Uma das poucas coisas de jeito que se aprende nos cursos de Economia é que os ciclos económicos existem e demoram, sensivelmente, dez anos. Bem nos lembramos que o último destes picos aconteceu no começo desta década, coincidindo com a euforia à volta dos negócios da Internet. Depois de 2000, começou o descalabro que em Portugal ficou ainda mais prejudicado pelo nosso crónico défice orçamental. Mas, da mesma forma, o reequilíbrio funcionou – como teria de ser – e há alguns meses que as coisas tendem a melhorar. Presumo que um novo pico do ciclo será alcançado dentro de três ou quatro anos, para que depois a história se repita e venham novos anos de aperto. É e será sempre assim.

Mas estas coisas são mais pressentidas por quem anda diariamente pelo mundo dos negócios – gestores, empreendedores e até jornalistas económicos. O comum dos cidadãos não percebe nada disto e, em boa verdade, nem pode perceber. Uma das condições para que o ciclo dos mercados funcione é que os seus agentes não sejam reflexivos, ou seja, não tenham real consciência do que se passa à sua volta e não reajam todos da mesma maneira e ao mesmo tempo. Se todos soubessem, hoje, que dentro de três ou quatro anos a economia atingirá um pico, então a Bolsa de Lisboa tocaria num máximo histórico dentro de poucos dias para, 24 horas depois, iniciar um inevitável «crash». É natural e bom que esta «consciência» económica seja disseminada vagarosamente pelos agentes económicos, de maneira a que o ciclo siga o seu lento caminho habitual.

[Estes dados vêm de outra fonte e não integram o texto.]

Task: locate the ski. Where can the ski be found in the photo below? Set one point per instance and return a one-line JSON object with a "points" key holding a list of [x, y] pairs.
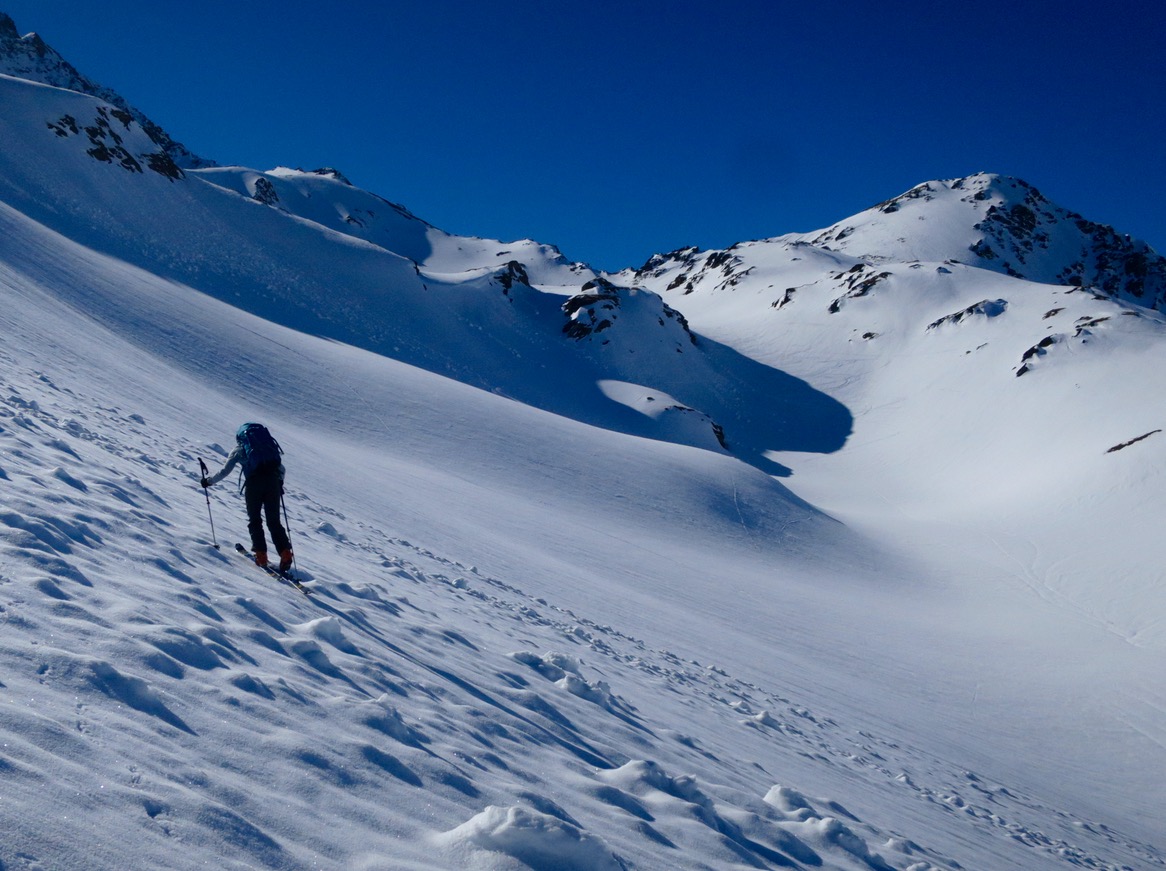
{"points": [[286, 577]]}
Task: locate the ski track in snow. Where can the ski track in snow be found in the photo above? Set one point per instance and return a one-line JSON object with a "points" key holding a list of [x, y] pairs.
{"points": [[164, 706], [536, 737]]}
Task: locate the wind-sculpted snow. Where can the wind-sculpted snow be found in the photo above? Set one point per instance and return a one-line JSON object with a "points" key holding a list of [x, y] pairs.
{"points": [[310, 252], [562, 613], [166, 706]]}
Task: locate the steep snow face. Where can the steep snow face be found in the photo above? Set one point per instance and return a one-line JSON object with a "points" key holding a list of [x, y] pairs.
{"points": [[1005, 225], [29, 57], [311, 252]]}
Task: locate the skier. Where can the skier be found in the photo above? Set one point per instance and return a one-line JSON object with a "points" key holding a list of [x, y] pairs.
{"points": [[262, 489]]}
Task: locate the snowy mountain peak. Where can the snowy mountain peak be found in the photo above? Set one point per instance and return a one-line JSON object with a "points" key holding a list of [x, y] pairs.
{"points": [[29, 57], [1005, 225]]}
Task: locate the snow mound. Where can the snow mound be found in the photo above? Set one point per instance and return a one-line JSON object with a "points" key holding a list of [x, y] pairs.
{"points": [[536, 841]]}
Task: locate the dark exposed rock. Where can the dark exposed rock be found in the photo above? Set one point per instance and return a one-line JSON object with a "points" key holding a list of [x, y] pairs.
{"points": [[987, 308], [601, 304], [1132, 441], [513, 274], [29, 57], [107, 145], [858, 280], [265, 191]]}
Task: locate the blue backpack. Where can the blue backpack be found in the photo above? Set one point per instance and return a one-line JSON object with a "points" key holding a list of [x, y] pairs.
{"points": [[260, 450]]}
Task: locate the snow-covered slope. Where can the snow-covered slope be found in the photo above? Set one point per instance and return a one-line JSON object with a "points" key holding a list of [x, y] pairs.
{"points": [[538, 639], [29, 57]]}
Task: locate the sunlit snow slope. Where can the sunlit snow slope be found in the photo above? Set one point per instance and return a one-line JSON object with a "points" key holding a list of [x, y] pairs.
{"points": [[787, 556]]}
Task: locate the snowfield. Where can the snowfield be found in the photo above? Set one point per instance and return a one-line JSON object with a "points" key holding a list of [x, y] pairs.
{"points": [[805, 554]]}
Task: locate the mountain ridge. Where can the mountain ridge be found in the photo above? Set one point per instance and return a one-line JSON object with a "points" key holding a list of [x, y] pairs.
{"points": [[791, 555]]}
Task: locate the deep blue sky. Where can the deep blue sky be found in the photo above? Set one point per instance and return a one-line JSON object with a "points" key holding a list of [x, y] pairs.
{"points": [[618, 130]]}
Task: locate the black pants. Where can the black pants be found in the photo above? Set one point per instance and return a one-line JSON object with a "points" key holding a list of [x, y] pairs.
{"points": [[261, 493]]}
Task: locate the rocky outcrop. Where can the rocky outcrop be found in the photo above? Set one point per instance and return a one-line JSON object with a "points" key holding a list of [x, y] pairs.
{"points": [[107, 138], [29, 57], [601, 306]]}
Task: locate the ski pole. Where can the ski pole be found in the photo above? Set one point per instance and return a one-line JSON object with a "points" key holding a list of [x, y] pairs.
{"points": [[287, 527], [206, 493]]}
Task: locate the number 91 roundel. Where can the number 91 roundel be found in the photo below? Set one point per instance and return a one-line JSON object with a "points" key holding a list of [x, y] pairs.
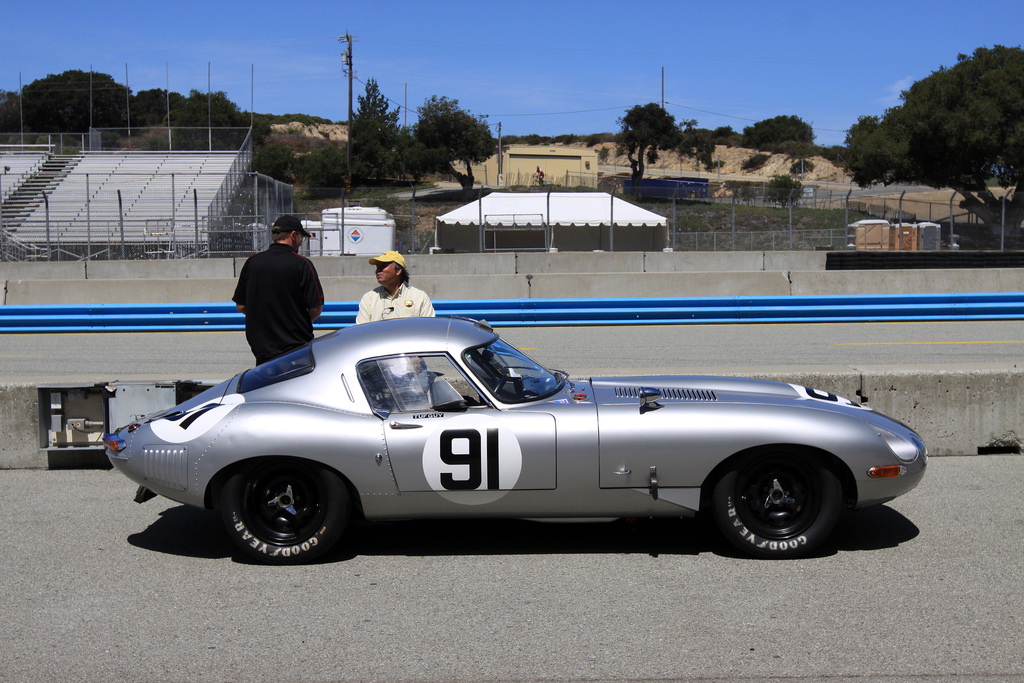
{"points": [[472, 454]]}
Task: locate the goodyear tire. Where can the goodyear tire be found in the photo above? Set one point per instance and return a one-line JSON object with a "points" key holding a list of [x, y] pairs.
{"points": [[777, 505], [285, 511]]}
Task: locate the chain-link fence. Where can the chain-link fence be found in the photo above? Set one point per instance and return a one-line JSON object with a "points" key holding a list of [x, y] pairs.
{"points": [[166, 215], [232, 219]]}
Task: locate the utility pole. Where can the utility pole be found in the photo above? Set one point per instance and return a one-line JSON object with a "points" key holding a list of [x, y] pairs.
{"points": [[346, 58]]}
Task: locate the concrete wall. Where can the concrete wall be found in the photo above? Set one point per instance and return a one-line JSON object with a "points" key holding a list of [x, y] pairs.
{"points": [[978, 410]]}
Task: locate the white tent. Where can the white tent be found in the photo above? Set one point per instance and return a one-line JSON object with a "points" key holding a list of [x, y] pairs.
{"points": [[553, 209], [566, 221]]}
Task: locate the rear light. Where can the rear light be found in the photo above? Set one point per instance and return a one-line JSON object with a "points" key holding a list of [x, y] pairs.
{"points": [[887, 472]]}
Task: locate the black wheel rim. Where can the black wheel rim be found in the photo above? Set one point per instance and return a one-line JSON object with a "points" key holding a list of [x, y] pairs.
{"points": [[778, 498], [283, 503]]}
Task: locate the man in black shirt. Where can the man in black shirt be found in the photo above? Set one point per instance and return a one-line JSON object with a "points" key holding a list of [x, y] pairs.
{"points": [[280, 293]]}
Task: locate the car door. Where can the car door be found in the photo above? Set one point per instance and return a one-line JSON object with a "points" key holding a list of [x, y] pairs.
{"points": [[441, 435]]}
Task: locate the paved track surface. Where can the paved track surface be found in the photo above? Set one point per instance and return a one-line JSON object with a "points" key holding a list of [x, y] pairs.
{"points": [[929, 587], [596, 350]]}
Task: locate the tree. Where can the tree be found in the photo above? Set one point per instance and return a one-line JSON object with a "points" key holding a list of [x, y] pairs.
{"points": [[60, 103], [276, 161], [697, 142], [375, 136], [200, 110], [148, 108], [10, 117], [960, 127], [778, 130], [645, 130], [452, 136], [781, 188], [324, 168]]}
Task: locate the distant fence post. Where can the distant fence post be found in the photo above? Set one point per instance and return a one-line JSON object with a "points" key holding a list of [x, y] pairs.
{"points": [[46, 201]]}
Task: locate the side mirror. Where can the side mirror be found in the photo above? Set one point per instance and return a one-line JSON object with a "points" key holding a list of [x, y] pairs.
{"points": [[649, 396]]}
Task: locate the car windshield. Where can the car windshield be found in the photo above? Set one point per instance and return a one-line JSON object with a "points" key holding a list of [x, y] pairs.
{"points": [[510, 375]]}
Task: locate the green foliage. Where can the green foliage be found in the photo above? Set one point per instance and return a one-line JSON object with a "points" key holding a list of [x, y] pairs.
{"points": [[956, 128], [451, 135], [780, 189], [276, 161], [148, 108], [778, 130], [801, 166], [60, 103], [324, 168], [754, 162], [645, 130], [10, 117], [697, 142], [200, 110], [376, 146]]}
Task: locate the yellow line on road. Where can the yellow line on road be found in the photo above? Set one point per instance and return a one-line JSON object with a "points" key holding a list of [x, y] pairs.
{"points": [[1007, 341]]}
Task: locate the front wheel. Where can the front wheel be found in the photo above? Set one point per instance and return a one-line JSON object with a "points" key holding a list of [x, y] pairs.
{"points": [[285, 511], [777, 505]]}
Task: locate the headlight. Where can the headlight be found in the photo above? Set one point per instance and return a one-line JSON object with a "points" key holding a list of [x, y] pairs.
{"points": [[907, 450]]}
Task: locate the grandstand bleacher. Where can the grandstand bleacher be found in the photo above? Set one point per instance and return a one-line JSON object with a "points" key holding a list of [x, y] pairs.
{"points": [[74, 199]]}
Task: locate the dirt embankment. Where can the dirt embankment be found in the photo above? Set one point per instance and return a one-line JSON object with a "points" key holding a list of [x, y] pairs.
{"points": [[302, 136]]}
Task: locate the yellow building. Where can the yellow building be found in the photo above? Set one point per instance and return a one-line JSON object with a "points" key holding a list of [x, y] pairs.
{"points": [[567, 167]]}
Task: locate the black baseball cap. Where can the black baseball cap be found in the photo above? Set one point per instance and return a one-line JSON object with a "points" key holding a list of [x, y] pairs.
{"points": [[289, 224]]}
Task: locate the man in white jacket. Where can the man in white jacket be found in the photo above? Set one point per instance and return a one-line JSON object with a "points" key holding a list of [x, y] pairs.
{"points": [[394, 297]]}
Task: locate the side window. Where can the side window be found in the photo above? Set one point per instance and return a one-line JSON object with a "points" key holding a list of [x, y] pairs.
{"points": [[416, 384]]}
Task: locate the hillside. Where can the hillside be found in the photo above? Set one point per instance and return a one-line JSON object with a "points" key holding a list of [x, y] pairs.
{"points": [[305, 136]]}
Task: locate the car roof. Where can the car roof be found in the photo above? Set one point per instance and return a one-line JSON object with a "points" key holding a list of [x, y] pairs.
{"points": [[408, 335]]}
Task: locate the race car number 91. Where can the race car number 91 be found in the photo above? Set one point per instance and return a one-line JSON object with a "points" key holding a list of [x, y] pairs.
{"points": [[475, 456]]}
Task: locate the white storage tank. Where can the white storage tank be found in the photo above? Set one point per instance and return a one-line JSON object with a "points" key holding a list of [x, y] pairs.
{"points": [[356, 229]]}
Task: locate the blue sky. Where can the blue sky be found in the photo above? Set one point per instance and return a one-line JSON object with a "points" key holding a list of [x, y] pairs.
{"points": [[547, 68]]}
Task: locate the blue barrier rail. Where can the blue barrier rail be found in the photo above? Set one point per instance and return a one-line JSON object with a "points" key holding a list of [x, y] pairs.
{"points": [[528, 312]]}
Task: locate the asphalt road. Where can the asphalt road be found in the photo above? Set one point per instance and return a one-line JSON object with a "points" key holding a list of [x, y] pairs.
{"points": [[580, 350], [928, 587]]}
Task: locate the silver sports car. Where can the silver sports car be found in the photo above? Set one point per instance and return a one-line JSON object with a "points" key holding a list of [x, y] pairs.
{"points": [[439, 418]]}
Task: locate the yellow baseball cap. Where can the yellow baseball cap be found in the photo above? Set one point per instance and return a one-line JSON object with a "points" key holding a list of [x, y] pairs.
{"points": [[389, 257]]}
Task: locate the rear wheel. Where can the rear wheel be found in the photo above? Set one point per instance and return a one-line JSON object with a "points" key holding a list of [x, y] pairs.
{"points": [[285, 511], [777, 505]]}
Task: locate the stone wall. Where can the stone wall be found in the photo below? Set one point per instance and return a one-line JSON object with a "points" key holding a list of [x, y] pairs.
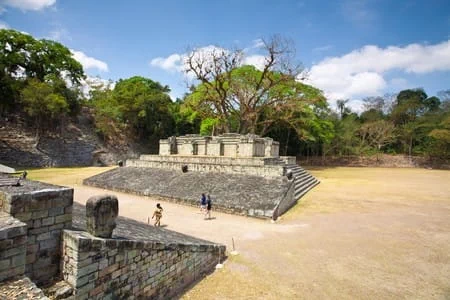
{"points": [[247, 166], [111, 268], [228, 145], [46, 210], [13, 246], [287, 202], [254, 196]]}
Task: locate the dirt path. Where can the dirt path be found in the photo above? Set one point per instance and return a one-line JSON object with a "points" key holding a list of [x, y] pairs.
{"points": [[362, 233]]}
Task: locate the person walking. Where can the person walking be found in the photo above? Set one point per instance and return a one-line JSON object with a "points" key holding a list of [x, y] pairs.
{"points": [[157, 214], [208, 208], [203, 203]]}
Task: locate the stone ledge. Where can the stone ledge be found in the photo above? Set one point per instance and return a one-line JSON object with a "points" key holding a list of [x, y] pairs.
{"points": [[254, 196], [20, 288]]}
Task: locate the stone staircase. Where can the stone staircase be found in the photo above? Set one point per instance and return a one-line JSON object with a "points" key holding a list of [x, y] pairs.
{"points": [[303, 181]]}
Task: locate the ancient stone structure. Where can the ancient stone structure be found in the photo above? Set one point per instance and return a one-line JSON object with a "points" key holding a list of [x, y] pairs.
{"points": [[229, 145], [243, 174], [39, 245], [101, 214]]}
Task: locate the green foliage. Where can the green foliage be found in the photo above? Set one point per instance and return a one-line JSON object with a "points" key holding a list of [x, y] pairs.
{"points": [[42, 102], [29, 64], [138, 103], [207, 126]]}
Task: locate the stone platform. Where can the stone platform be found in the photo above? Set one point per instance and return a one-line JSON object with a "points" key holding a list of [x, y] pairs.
{"points": [[254, 196]]}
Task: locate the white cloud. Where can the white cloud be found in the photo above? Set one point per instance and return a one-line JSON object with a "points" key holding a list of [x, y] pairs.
{"points": [[255, 60], [323, 48], [95, 82], [358, 11], [28, 4], [258, 43], [89, 62], [59, 34], [171, 63], [361, 72], [400, 83], [176, 62], [3, 25]]}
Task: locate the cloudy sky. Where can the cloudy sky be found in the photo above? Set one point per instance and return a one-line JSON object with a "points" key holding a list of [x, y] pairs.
{"points": [[350, 48]]}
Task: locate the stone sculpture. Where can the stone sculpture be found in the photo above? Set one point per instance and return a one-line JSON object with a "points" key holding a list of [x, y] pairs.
{"points": [[101, 214]]}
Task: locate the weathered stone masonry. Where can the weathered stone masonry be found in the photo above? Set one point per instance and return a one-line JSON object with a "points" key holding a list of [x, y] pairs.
{"points": [[137, 261], [13, 246], [111, 268], [46, 210]]}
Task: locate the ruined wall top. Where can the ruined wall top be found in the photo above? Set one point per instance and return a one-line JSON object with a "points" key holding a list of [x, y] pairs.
{"points": [[229, 144]]}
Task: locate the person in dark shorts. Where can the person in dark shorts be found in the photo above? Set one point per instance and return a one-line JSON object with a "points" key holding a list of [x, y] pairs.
{"points": [[208, 208], [203, 203], [157, 214]]}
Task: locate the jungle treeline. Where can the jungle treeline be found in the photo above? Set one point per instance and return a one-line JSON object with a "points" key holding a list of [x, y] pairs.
{"points": [[41, 82]]}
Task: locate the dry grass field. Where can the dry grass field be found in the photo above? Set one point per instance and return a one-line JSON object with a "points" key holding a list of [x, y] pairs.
{"points": [[365, 233]]}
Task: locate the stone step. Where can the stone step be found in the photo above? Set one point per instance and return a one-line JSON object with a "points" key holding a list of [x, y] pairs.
{"points": [[299, 183], [303, 176], [308, 188], [305, 185]]}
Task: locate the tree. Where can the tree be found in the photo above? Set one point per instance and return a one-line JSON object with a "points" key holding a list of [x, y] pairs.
{"points": [[138, 103], [342, 108], [377, 134], [246, 99], [21, 54], [42, 103], [22, 58]]}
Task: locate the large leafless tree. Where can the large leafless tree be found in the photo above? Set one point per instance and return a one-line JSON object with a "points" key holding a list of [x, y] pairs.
{"points": [[255, 96]]}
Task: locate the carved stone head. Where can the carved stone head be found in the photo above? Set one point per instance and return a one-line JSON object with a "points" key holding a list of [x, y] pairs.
{"points": [[101, 214]]}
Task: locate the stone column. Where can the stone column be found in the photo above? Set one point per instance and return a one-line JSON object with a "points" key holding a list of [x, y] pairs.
{"points": [[101, 214]]}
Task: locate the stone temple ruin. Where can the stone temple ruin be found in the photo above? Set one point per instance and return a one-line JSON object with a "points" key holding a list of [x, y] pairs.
{"points": [[77, 252], [244, 174]]}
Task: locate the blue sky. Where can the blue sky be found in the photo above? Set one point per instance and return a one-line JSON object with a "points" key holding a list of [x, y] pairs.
{"points": [[351, 49]]}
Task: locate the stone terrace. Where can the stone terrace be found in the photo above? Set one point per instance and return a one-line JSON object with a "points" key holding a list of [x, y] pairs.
{"points": [[129, 229], [240, 194]]}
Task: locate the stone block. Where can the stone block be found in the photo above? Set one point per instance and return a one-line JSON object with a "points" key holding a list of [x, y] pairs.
{"points": [[101, 214], [48, 221], [18, 260], [37, 223], [39, 214], [63, 218], [48, 244], [11, 252], [12, 272], [37, 230], [16, 231], [25, 216], [5, 264], [44, 236], [87, 270], [85, 279], [56, 211], [56, 227]]}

No entanto, quem tem mais formação económica sabe mais sobre o tema e portanto toma as suas posições mais depressa. Os que hoje estão a comprar é porque têm expectativas de estarem a comprar ainda a bom preço, para ganharem mais no futuro. Desta forma, são os mais informados que estão a tomar posições no mercado – anunciando grandes negócios – muito antes das famílias perceberem que as condições gerais da economia estão a melhorar.

Se pudéssemos continuar a dividir o mundo entre o grande capital e uma massa de proletariados indiferenciados, rapidamente seríamos tentados a ver de um lado um punhado de gente «má», que se aproveita da ignorância dos trabalhadores «oprimidos» para multiplicar as suas fortunas. Uma das coisas que mais mudou no mundo, desde que em meados do século XIX alguém escreveu sobre o tema, foi a disponibilidade da informação. Em 1867, data da primeira edição de «O Capital», muito pouca gente controlava muito dinheiro e muita informação. Em 2006, muita gente controla ainda muito dinheiro, mas a informação – a verdadeira matéria-prima para quem quer ganhar dinheiro – transformou-se numa coisa abundante e barata. A verdadeira revolução foi operada num plano que Marx não podia prever atempadamente: o livre acesso à informação. Quando, hoje, qualquer estudante acede à Internet – o que pode ser feito quase gratuitamente em casa ou de borla nas escolas e nas universidades –, ele tem nas suas mãos o poder verdadeiramente revolucionário de mudar o mundo. Pelo menos, o seu mundo. Quem quiser estudar ciências, quem optar por humanidades, quem procurar técnicas de belas-artes, encontra. E quem procurar informação sobre negócios, mercados, cotações de matérias-primas e activos financeiros também encontra e abundantemente. Ao contrário do que temíamos no tempo da Revolução Industrial, o mundo já não se organiza como um bando de imperialistas exploradores de um proletariado ignorante.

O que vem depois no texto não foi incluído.